Methods: In the present study, we sequenced the miR-137 gene (including the upstream and downstream region) in 52 Costa Rican trios, consisting of individuals diagnosed with schizophrenia and their parents. A TDT test was performed for the two detected variants: the schizophrenia-associated SNP rs1625579 and a previously reported VNTR located upstream of miR-137.
Results: No association was found between any rs1625579 allele and schizophrenia (X2=1, p=0.32). The minor allele frequency (MAF; corresponding to the C allele) in the Costa Rican sample is 0.08. For the VNTR upstream of miR-137 only the 3 and 4-repeat alleles were found. The frequency of the 4-repeat allele in our sample (MAF) was 0.19. No association (using the TDT test) was detected between any of the alleles and schizophrenia (X2=0.05, p=0.83). However, we found a lower age of onset in the affected individuals with at least one 4-repeat allele, when compared with individuals homozygous for the 3-repeat allele (t=2,3, g.l.=44, p=0,026).

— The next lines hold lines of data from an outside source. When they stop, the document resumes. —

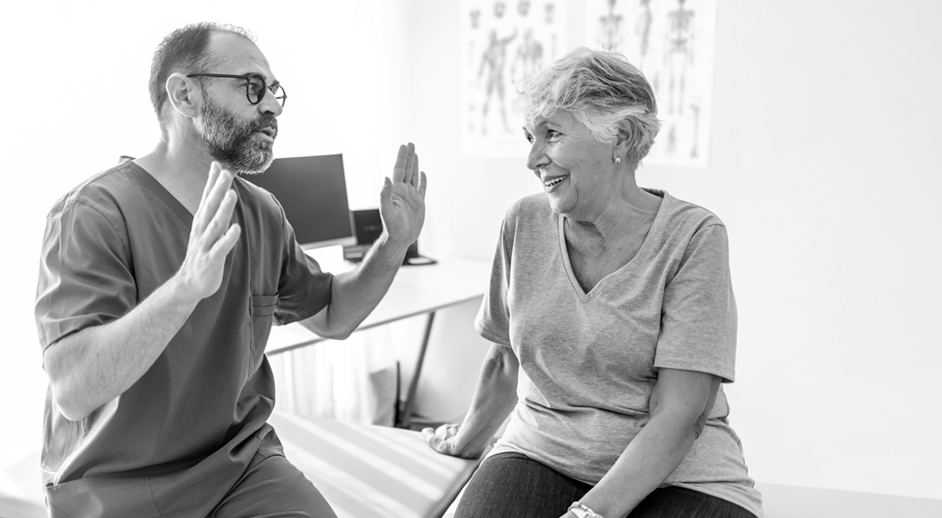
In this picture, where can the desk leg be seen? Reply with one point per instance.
(405, 413)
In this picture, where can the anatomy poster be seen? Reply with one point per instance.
(501, 42)
(672, 42)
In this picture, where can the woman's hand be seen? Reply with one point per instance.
(444, 440)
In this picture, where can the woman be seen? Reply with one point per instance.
(613, 320)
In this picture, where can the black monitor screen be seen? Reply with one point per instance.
(313, 192)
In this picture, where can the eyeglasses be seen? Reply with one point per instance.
(255, 87)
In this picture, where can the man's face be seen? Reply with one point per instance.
(236, 132)
(244, 145)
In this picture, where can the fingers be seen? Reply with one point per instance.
(422, 184)
(442, 438)
(412, 166)
(219, 224)
(212, 199)
(399, 170)
(406, 164)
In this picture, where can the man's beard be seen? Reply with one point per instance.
(234, 143)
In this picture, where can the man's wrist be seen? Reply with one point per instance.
(390, 248)
(583, 511)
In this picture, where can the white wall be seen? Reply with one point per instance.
(825, 168)
(76, 99)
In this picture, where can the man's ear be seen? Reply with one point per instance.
(184, 95)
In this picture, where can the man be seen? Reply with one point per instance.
(158, 285)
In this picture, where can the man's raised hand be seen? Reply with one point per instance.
(402, 200)
(211, 237)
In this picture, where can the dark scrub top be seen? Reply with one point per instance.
(176, 441)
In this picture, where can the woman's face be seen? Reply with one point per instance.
(577, 171)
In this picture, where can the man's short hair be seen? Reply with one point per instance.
(185, 50)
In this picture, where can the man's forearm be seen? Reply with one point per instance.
(354, 294)
(97, 364)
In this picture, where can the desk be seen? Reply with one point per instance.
(417, 290)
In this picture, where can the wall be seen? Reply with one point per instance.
(76, 99)
(825, 168)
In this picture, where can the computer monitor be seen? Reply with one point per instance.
(313, 192)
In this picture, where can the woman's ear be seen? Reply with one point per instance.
(184, 95)
(623, 140)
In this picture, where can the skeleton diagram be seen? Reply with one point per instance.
(679, 58)
(493, 60)
(529, 56)
(643, 31)
(611, 39)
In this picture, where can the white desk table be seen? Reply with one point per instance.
(417, 290)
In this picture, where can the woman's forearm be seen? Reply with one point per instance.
(680, 404)
(494, 398)
(647, 461)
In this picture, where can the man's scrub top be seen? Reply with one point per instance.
(176, 441)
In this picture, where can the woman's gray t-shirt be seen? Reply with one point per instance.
(589, 361)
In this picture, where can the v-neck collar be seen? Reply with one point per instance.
(151, 185)
(612, 277)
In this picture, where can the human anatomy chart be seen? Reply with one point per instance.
(672, 42)
(501, 42)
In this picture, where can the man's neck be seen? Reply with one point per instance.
(181, 169)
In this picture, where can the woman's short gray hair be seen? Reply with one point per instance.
(602, 90)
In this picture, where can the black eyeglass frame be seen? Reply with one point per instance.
(248, 85)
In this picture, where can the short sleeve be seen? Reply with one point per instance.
(698, 316)
(303, 288)
(493, 320)
(85, 275)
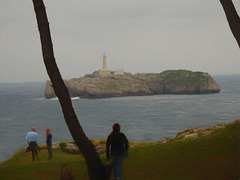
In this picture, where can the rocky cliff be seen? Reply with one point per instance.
(167, 82)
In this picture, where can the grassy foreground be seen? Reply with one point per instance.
(215, 156)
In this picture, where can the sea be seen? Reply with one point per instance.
(142, 118)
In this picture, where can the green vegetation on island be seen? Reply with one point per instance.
(204, 153)
(99, 85)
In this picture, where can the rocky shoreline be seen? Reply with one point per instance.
(96, 85)
(71, 147)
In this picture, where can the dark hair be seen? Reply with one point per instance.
(116, 130)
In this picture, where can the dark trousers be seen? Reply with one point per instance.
(49, 151)
(33, 147)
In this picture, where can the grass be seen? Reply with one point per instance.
(215, 156)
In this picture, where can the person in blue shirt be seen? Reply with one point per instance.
(49, 142)
(32, 139)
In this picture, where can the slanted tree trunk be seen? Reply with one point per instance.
(96, 170)
(232, 18)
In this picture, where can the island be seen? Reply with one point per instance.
(105, 83)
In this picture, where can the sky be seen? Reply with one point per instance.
(147, 36)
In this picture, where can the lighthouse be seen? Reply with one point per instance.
(104, 71)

Discussion: Age of onset of schizophrenia has clinical consequences for affected individuals; an early onset of the disorder has been reported to be associated with worse cognitive performance as well as worse functional outcomes. The presence of a higher number of repeats for the VNTR upstream of miR-137 could potentially affect expression of the gene, and in this way have an effect on the age of onset of schizophrenia symptoms. Genotyping of the VNTR in other 100 individuals with schizophrenia is ongoing, in order to confirm the putative role of variants in this locus on age of onset of the disorder.